Strange Email #4



Hello readers.

I honestly thought this was over. I didn't receive anything after the last email and I thought that I could have a moment of peace. 
I started a new career at the end of August and I'm deeply in love with it as it exercises the creative side of my brain.
So I guess I thought I could return to worrying about the things everyone in 2020 does: Extreme storms, wildfire season, a pandemic, et cetera.
Until this evening.
That same email. It showed up in my inbox. And sat there. 
And honestly I ignored it which is why it's coming to you so late. Because I'm scared. I don't know what this means. 
It's been a minute but I'm guessing it's picking up from the last section. Again friends of mine who are familiar with code, I welcome any kind of translation. 
I leave this for you to read, and ponder.


Strange Email #4
The flashlight beam catches on green numbers and letters, illuminating the gibberish for a second before you pass it and the walls go dark again.
49 ef b8 8e 74 ef b8 8e 20 68 ef b8 8e 75 ef b8 8e 72 ef b8 8e 74 ef b8 8e 20 6d ef b8 8e 65 ef b8 8e 20 69 ef b8 8e 74 ef b8 8e 20 68 ef b8 8e 75 ef b8 8e 72 ef b8 8e 74 ef b8 8e 20 6d ef b8 8e 65 ef b8 8e 20 69 ef b8 8e 74 ef b8 8e 20 68 ef b8 8e 75 ef b8 8e 72 ef b8 8e 74 ef b8 8e 20 6d ef b8 8e 65 ef b8 8e 0a 53 54 4f 50 20 53 54 4f 50 20 53 54 4f 50


Ahead is another T crossway, no doorway in front of you, which way do you run? When things don’t go right, you run left, sprinting wide as you take the corner.
You’re running out of steam, and out of time, the thing is still chasing you.

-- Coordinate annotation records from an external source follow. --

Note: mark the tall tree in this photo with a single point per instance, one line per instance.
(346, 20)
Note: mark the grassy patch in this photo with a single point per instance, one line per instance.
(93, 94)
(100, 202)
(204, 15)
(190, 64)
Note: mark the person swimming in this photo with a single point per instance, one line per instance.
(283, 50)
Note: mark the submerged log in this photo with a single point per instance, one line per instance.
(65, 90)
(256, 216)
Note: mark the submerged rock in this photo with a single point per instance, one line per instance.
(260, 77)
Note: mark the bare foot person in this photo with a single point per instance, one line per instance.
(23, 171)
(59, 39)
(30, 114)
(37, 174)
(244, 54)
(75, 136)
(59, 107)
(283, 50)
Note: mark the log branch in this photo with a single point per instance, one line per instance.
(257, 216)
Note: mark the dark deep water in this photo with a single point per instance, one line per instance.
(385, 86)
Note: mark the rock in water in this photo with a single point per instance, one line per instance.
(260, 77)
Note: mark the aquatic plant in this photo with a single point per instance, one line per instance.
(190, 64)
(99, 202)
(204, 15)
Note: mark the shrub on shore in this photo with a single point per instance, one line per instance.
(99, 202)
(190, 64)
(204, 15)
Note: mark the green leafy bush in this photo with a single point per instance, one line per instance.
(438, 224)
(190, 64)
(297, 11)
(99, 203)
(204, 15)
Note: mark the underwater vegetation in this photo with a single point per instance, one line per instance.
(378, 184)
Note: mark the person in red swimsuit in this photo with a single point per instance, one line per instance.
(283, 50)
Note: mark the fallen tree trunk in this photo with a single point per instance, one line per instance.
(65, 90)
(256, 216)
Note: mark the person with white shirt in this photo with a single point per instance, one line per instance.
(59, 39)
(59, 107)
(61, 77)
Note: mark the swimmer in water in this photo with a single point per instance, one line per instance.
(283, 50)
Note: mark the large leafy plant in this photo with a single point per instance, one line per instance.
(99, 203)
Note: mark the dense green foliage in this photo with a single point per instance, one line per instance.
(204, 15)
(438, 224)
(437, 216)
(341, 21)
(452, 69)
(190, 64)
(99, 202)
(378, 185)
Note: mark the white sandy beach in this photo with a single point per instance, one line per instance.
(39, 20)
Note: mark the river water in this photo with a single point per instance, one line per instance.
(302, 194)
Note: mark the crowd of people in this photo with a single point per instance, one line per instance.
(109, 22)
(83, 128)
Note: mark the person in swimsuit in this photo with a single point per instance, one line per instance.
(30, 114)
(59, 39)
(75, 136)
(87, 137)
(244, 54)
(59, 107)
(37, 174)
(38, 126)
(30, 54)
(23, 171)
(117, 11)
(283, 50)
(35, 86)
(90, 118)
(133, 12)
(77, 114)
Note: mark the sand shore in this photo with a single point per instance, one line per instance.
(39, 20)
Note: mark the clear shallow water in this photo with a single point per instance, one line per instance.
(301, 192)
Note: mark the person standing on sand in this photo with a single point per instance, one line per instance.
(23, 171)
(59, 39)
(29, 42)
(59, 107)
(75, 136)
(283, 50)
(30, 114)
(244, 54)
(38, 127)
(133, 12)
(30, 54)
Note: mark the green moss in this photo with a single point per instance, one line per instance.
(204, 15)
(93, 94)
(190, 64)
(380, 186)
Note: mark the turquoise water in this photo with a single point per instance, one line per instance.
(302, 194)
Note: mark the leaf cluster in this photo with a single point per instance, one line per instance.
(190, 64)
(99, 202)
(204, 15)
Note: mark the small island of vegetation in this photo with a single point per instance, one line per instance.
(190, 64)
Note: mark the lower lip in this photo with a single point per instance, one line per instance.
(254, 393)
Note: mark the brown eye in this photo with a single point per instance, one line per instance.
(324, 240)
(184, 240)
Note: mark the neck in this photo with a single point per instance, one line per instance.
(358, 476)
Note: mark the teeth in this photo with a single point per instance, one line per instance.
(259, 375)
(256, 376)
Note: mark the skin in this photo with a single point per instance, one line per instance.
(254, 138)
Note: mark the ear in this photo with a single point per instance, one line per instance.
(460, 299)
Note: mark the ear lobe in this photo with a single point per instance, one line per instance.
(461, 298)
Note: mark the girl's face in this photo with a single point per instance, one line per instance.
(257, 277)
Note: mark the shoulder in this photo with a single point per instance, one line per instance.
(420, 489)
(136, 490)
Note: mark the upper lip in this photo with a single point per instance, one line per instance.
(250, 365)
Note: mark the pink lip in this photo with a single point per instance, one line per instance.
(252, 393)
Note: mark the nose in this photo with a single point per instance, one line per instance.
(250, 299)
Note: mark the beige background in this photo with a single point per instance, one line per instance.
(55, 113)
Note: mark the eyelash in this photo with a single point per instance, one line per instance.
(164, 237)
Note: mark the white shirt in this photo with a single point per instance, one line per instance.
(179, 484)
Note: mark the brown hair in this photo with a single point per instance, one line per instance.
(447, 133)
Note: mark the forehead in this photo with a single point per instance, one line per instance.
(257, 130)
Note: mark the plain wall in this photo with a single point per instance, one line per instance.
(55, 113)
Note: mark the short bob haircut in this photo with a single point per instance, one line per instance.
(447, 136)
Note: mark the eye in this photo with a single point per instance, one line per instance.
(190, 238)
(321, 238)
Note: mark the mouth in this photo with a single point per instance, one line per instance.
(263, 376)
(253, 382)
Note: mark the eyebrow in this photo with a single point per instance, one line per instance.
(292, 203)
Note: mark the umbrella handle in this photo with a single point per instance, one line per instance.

Ahead, a few hundred steps, another doorway, another sign from the Writer:

THIS WAY HIDE

An arrow points to the doorway, you dive inside, scanning the room for something to hide behind. A desk, empty, but with nasty 70s paneling on the outside of it that runs all the way to the floor. You scurry behind it and turn off the flashlight. You can just barely see the upper space of the doorway from where you’re crouched.
You put a hand over your mouth and nose.
The static scratches and rubs beetle shells together as the monster enters the room, looking, an angular wolf-like head turning left and right.
It’s huge, it fills the doorway with crackling scraping light, the static giving the appearance of a trillion ants crawling across a window.
It enters the room and starts to look for you. Your lungs are aching from the exertion, and are begging you for fresh sweet air, but you keep your hand in place.
The thing twitches up to a cabinet, bangs an appendage against it, opens the door, finds nothing and comes toward the desk. 

Quiet, quiet quiet. Its footsteps are heavy.
Don’t move, don’t breathe.

The static fills your ears, reaches fingers into the darkness, pulling at your clothes, pressing to find you. You see the thing has placed a hand on the top of the desk. If it looks down, it will see you.
It scans the room again.
And heads back to the doorway, going left down the hallway.
You wait until you cannot hear the static anymore, and then you release your nose and mouth and take in lungfuls of air, pushing out the staleness from your lungs. You’re surrounded by darkness again.
You switch on the flashlight and crawl out from the desk, stand up, get a better look at the room.
Cabinet in the corner, open to reveal old lab coats and an umbrella.
At the bottom rests a battery. You snag it and put it in your pocket. Could come in handy.
You scan the rest of the room. The Writer has left their mark, more formulas, splintering off in two separate paths, a question mark in the center.
At the desk the Writer has drawn a stick figure on the wall behind, sitting down, a blank expression on its face.
You check the desk drawers, finding them all stuck except for the center drawer, where another battery rolls forward. You take it and put it in your pocket.
That switch did something to the computer.
You’re not sure what exactly.
But whatever it did brought the static back to you.
The idea of venturing back out into the hallways to run into that thing again, sends a cold finger running up the length of your spine, breaking up into goosebumps that feather up your neck and through your hair.
You rub your arms trying to bring some sense of heat back to them.

Scritch.

The sound is right behind you, and you whirl to see next to the stick figure: ⅓.
The Writer has tracked your progress it seems.
And now you know there are two more switches to turn off.
Two more walks through dark hallways.
Two more computer screams.
Two more chances for the monster to get you.
An odd twitch at the back of your ear, like something breathing.
You turn.
Nothing. Nothing but strangeness breathing through these hallways.
The alternative is to….what? Stay in this cold little room surrounded by the scribbles and scraps of some survivor before you, hiding in shadows from the creature made of static, scrounging for batteries from room to room until one day you die or it eats you?

No. Fuck that.

You glance back to the Writer’s new markings, swallow and nod.
If you have to trust, might as well be the Writer.